By Andrew Ganz
Monday, Oct 27th, 2008 @ 8:57 am

It was bound to happen: Prices at the pump are currently in a free fall (averaging below $2.80 this morning across the United States) and gas-guzzling pickup and SUV sales are climbing. In September – just as gas prices began to drop – full-size pickups accounted for 14.1 percent of vehicle sales (up from 9.2 percent in May) in the U.S. and big SUVs climbed to 2.5 percent.
That said, even though those guzzlers account for a higher share of the market, it doesn’t mean that their raw numbers are up to where they were in their prime. Vehicle sales are down across the board for nearly all automakers.

Still, according to J.D. Power and Automotive News, large pickups have yet to reach the segment peak of 18.2 percent, set in July 2005.

Gas prices aren’t the only thing that has affected pickup and SUV sales, however. Hefty discounts offered by automakers – particularly Chrysler and Ford – to clear out excess 2008 models before 2009s hit the showrooms boosted sales. There were reports in September of some Dodge dealers offering up to 50 percent off of certain 2008 Ram pickups before the redesigned 2009 hit showrooms.

Automakers say they’re still committed to small cars for the future, however. They believe that reduced gas prices are only temporary and that increased future demand when the economy rebounds will see buyers climbing back out of their pickups and SUVs into efficient cars. Every automaker under the sun – even Rolls Royce - has said they’re committed to bringing more efficient cars to market in the near future and they’re hoping the gamble will pay off with consumers.
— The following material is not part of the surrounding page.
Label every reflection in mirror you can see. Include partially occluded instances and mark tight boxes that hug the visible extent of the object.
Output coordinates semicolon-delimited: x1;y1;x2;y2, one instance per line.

“The buying public often has a short memory,” Toyota ’s Xavier Dominicis told Automotive News. “But we’re looking at the numbers this month, and there’s no discernable evidence of anything changing.”

A GM spokesperson told the industry publication that the automaker is basing its future product planning on “higher fuel prices, not lower.

And Chrysler, which recently announced that its Newark, Delaware, SUV plant (which builds the Dodge Durango and Chrysler Aspen) will close on December 31 – a year earlier than initially expected – is also committed to small cars in the future.

“As a company, we are looking at a future of high gasoline prices,” said Yvonne Malmgren, manager of global sales and incentive communications for Chrysler. “That is what we expect, and we’re aligning our business plans with that idea in mind.”